Python data science libraries, such as NumPy, Pandas, and others are used by Data scientists to perform fast, modular, and efficient data analysis. We can use the methods and functions of these libraries to perform certain tasks on our data. For example, if we want to create a new column based on particular conditions various methods are used in Python.
In this guide, you will be able to create a DataFrame column based on the condition using the following methods:
Method 1: Create a DataFrame Column Based on Condition Using “List Comprehension”

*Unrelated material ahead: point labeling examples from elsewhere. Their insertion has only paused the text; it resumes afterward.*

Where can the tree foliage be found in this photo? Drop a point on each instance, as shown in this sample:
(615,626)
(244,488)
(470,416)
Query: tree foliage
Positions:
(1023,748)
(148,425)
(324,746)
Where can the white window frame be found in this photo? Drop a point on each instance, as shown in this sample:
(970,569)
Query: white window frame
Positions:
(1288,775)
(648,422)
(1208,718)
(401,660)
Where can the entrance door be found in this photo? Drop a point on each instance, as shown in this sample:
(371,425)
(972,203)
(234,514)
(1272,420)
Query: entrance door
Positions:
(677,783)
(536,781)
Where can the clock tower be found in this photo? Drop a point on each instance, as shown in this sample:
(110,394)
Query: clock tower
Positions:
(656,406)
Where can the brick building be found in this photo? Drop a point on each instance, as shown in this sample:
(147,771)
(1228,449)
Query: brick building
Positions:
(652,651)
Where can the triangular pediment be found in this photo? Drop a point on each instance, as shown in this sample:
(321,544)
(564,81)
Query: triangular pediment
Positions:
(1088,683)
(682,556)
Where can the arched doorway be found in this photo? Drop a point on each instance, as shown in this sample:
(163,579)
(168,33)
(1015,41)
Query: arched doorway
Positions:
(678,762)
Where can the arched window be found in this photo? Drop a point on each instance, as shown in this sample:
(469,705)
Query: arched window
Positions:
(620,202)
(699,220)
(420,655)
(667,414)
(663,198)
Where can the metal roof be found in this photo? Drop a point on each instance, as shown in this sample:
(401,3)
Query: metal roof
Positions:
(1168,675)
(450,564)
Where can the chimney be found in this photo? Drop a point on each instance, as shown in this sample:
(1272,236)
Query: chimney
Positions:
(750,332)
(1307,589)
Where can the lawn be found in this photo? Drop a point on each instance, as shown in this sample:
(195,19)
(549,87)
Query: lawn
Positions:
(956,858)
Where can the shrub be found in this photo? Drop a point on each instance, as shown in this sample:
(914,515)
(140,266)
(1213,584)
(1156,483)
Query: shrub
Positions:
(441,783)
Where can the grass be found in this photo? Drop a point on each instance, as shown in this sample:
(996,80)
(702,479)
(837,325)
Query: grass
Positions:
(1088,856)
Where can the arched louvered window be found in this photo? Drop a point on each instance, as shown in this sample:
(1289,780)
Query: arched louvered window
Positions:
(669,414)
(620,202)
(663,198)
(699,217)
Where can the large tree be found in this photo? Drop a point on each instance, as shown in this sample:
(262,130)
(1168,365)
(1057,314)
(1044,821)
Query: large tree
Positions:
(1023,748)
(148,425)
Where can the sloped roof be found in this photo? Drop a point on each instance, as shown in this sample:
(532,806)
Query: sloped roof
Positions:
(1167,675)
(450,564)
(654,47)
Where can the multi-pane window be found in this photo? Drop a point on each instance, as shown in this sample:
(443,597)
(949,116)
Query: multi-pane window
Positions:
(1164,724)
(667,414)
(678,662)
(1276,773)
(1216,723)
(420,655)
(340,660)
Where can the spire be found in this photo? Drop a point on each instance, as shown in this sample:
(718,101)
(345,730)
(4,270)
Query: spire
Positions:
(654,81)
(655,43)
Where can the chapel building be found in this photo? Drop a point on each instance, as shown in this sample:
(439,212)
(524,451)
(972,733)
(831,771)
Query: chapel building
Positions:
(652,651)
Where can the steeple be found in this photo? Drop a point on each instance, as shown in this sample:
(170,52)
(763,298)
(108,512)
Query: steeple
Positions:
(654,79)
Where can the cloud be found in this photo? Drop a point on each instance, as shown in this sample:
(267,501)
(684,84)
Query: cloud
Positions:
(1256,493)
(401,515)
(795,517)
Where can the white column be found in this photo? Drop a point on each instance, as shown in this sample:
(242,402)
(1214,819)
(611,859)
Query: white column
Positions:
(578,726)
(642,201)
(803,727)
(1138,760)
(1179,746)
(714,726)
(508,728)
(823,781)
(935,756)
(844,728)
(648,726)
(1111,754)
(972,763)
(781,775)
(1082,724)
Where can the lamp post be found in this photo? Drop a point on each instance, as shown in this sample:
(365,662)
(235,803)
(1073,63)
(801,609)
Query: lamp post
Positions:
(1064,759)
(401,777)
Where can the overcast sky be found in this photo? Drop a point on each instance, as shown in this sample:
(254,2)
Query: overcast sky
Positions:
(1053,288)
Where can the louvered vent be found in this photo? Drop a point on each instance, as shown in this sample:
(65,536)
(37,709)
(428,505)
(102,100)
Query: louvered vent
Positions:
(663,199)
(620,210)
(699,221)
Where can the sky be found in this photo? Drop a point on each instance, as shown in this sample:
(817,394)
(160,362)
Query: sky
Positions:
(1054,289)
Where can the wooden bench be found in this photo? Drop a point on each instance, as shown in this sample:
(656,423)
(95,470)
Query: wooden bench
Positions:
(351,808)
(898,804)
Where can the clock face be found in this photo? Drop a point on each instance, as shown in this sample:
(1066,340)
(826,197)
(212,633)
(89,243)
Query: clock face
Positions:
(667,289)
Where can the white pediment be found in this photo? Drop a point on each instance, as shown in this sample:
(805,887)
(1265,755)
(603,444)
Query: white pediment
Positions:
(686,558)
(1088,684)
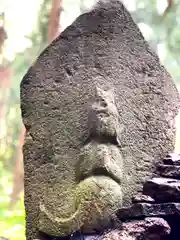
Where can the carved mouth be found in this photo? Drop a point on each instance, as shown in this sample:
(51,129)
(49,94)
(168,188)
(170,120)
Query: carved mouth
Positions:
(101,171)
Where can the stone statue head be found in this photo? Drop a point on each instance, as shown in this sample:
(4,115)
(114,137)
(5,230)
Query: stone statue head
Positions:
(98,108)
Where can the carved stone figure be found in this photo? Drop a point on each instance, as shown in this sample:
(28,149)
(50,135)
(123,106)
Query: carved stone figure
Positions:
(99,111)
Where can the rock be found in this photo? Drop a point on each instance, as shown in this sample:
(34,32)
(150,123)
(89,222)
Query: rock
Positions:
(172,159)
(171,171)
(163,189)
(147,229)
(142,198)
(97,93)
(140,210)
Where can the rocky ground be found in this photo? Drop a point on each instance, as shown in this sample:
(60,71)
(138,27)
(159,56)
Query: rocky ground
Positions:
(154,214)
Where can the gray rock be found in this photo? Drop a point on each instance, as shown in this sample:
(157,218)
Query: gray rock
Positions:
(97,93)
(171,171)
(163,189)
(147,229)
(142,198)
(140,210)
(172,159)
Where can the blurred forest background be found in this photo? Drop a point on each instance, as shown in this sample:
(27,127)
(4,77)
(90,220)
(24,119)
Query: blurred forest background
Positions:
(26,28)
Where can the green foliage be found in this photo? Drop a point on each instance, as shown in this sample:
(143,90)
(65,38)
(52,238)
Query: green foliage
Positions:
(164,33)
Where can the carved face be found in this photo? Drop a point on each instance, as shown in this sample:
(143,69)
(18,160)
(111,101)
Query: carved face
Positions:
(80,186)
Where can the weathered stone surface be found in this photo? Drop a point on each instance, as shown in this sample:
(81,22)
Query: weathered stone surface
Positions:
(169,171)
(149,210)
(172,159)
(97,93)
(142,198)
(163,189)
(147,229)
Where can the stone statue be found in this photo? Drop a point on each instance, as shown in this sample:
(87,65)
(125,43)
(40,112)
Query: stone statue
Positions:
(99,111)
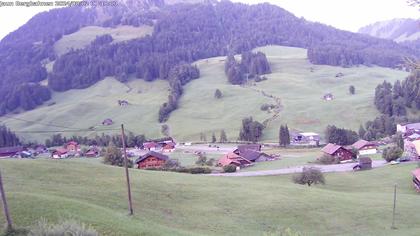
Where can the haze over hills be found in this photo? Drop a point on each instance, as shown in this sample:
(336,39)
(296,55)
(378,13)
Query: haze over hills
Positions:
(74,50)
(399,30)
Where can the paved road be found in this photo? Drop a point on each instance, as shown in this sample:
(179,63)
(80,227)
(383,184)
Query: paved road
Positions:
(324,168)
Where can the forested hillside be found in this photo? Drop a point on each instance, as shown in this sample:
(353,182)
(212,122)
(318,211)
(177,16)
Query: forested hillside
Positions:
(183,33)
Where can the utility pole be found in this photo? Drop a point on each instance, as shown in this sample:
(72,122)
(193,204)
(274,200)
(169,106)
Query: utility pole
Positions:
(5,207)
(127,175)
(393,211)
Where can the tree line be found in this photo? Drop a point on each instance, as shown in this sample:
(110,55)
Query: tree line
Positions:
(252,65)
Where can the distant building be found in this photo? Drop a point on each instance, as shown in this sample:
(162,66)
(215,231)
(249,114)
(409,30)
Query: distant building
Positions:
(365,147)
(10,151)
(151,160)
(337,151)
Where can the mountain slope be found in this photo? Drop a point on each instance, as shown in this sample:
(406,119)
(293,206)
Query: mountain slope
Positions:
(299,90)
(399,30)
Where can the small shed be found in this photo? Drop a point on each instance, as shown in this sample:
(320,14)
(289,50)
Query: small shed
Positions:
(416,179)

The “List Comprehension” method is used to create/construct a DataFrame column based on the condition. Here, the new column “Group” is created based on the age value greater or equal to “18”:
df = pandas.DataFrame({'Name':['Lily', 'Joseph', 'Anna', 'Sam', 'Henry'],
'Age':[19, 15, 12, 18, 21], 'Sex': ['F', 'M', 'F', 'M', 'M']})
print(df, '\n')
df['Group'] = ['A' if x >=18 else 'B' for x in df['Age']]
print(df)
The new column has been created successfully:
Method 2: Create a DataFrame Column Based on Condition Using “Numpy.where()” Method
In Python, the “numpy.where()” method retrieves the element indices in a specified array where the input condition is fulfilled. In the code below, first we create a dictionary with three columns. After that, the “numpy.where()” method is used to construct a new column based on the specified condition. This method takes three arguments, such as a condition, a value to assign if the condition is true, and a value to assign if the condition is false:
df = pandas.DataFrame({'Name':['Lily', 'Joseph', 'Anna', 'Sam', 'Henry'],
'Age':[19, 15, 12, 18, 21], 'Sex': ['F', 'M', 'F', 'M', 'M']})
print(df, '\n')
df['Group'] = numpy.where(df['Sex'] == 'M', 'A', 'B')
print(df)
The new column has been created with Group values “A” and “B”:
Method 3: Create a DataFrame Column Based on Condition Using “Numpy.select()” Method
The “numpy.select()” method retrieves an array that has been selected from the choice list based on the conditions. Here, the “numpy.select()” method takes three values as an argument, conditions to apply, the value if the condition is satisfied, and the default value where the condition is not satisfied:
df = pandas.DataFrame({'Name':['Lily', 'Joseph', 'Anna', 'Sam', 'Henry'],
'Age':[19, 15, 12, 18, 21], 'Sex': ['F', 'M', 'F', 'M', 'M']})
print(df, '\n')
df['Salary'] = numpy.select([(df['Age'] >= 18)& (df['Sex'] == 'M')],[1000], default=500)
print(df)
The below output created the new column based on the condition:
Method 4: Create a DataFrame Column Based on Condition Using “Numpy.apply()” Method
According to the below-given code, the “numpy.apply()” method is used along with the specified function to create a new column. The newly created column will show the length of the specified columns:
df = pandas.DataFrame({'Name':['Lily', 'Joseph', 'Anna', 'Sam', 'Henry'],
'Age':[19, 15, 12, 18, 21], 'Sex': ['F', 'M', 'F', 'M', 'M']})
print(df, '\n')
df['Name Character'] = df['Name'].apply(len)
print(df)
The new column has been created successfully:
Method 5: Create a DataFrame Column Based on Condition Using “DataFrame.map()” Method
The “df.map()” method is used to apply the dictionary or function to each element of the series. In this example code, we create a new column called “Group” in the DataFrame by using the “df.map()” method. Here, the dictionary we used will map the column value “M” to “A” and “F” to “B”. The df.map() method returns a new Series object with the mapped values, which is then assigned to the Group column of the DataFrame:
df = pandas.DataFrame({'Name':['Lily', 'Joseph', 'Anna', 'Sam', 'Henry'],
'Age':[19, 15, 12, 18, 21], 'Sex': ['F', 'M', 'F', 'M', 'M']})
print(df, '\n')
df['Group'] = df['Sex'].map({'M': 'A', 'F': 'B'})
print(df)
The new column has been created successfully:
Conclusion
The “List Comprehension”, “np.where()”, “np.select()”, “np.apply()” and “df.map()” methods are used to create a DataFrame column based on the condition. All of these methods can easily create columns based on the specified single or multiple conditions by applying the function. This tutorial delivered a detailed guide on creating columns based on condition.